De nouveaux métiers, vraiment ?
Certes il y a des métiers nouveaux qui apparaissent et d’anciens qui disparaissent, mais ils sont peu nombreux en regard de ceux qui perdurent. Une analyse un peu avancée permet de constater que ces changements sont liés à des choix technologiques fondés, le plus souvent, sur des savoirs nouveaux, la plupart du temps issus de travaux scientifiques. Si l’on regarde l’histoire des savoirs et des inventions, on s’aperçoit que ces dernières s’inscrivent dans une dynamique historique et qu’elles ne surviennent pas brusquement. En réalité, une analyse de l’histoire des métiers montre qu’il y a plus d’évolutions à l’intérieur des métiers eux-mêmes. Faut-il parler de nouveau métier quand une activité manuelle s’automatise ou utilise des moyens numériques. Ainsi le passage à la commande numérique dans la mécanique fait certes changer les compétences nécessaires pour travailler dans ce domaine, mais y a-t-il pour autant un nouveau métier ? Les moyens informatiques et numériques ont modifié nombre d’activités. Ils ont fait évoluer de l’intérieur les compétences indispensables pour les réaliser. L’agriculteur, le comptable, l’hôtelier, pour prendre trois domaines différents, ont tous vu ces évolutions. Pour autant leurs métiers existent encore. Même si l’approche par compétences dans le monde professionnelle tente encore aujourd’hui de s’imposer, elle reste encore peu intégrée dans le monde scolaire et même dans le monde du travail. Aussi filières, diplômes, notes, métiers restent des éléments clés pour s’orienter.

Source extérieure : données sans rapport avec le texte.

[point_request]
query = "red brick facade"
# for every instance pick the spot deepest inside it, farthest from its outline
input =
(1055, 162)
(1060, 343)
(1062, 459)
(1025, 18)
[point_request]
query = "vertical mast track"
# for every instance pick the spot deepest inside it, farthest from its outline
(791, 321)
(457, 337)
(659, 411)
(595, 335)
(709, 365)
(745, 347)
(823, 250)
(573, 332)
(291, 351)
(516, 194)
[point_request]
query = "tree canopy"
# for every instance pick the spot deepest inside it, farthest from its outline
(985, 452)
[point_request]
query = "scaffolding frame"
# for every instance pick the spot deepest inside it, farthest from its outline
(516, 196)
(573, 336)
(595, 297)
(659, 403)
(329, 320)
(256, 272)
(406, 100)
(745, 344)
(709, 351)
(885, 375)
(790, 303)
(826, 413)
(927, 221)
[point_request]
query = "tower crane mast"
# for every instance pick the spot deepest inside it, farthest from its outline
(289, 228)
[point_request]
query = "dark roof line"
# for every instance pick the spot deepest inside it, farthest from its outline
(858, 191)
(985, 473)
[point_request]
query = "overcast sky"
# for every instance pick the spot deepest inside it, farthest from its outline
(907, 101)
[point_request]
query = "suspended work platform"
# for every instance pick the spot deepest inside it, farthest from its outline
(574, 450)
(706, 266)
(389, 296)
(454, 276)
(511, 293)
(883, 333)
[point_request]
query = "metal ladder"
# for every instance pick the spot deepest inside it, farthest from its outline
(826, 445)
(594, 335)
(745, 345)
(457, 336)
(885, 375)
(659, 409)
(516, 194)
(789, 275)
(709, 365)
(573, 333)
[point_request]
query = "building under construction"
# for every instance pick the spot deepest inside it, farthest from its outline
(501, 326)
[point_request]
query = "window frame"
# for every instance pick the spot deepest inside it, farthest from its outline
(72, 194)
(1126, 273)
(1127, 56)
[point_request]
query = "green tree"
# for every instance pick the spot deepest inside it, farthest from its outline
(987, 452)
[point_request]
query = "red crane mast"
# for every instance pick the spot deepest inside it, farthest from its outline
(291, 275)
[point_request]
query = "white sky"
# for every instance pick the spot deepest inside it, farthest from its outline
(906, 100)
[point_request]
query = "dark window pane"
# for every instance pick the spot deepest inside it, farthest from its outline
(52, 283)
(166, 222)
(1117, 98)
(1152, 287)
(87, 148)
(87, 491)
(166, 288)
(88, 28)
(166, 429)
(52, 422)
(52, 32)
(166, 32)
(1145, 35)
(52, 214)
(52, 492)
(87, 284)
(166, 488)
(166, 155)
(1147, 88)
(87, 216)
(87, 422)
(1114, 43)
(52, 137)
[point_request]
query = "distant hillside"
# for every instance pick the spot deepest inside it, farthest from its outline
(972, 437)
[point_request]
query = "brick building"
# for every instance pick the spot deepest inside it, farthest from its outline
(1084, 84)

L’algorithme bouc-émissaire
Elèves et parents d’élèves sont influencés par ces discours et tentent d’y voir clair. Au-delà des déterminismes sociaux, il y a la volonté de ne pas se tromper. Or devant un logiciel comme APB, pour l’élève comme pour le parent il peut y avoir une inquiétude de la boite noire. C’est d’ailleurs pour cela qu’il a été demandé de publier les algorithmes. Cependant les algorithmes, qui sont d’abord la « mécanisation » d’une procédure, relèvent de l’intention humaine. Il y a plusieurs années, dans le cas d’Affelnet, (orientation fin de troisième) on avait pu apercevoir la complexité du problème. L’académie de Bordeaux, expérimentatrice, avait publié un document technique (PAM) qui expliquait l’amont de l’algorithme : la liste et la hiérarchie des données à entrer pour que l’algorithme puisse ensuite faire l’affectation. Chaque formation était décrite et était mise en correspondance avec 8 domaines de compétences. Le choix de la formation exprimé par l’élève, les parents, les enseignants se trouvait pondéré par cette grille des compétences et ainsi l’algorithme pouvait proposer une décision selon les informations déclarées. Car un algorithme ne fonctionne correctement et de manière égalitaire que si les données entrées sont correctes et si les résultats sont correctement analysés.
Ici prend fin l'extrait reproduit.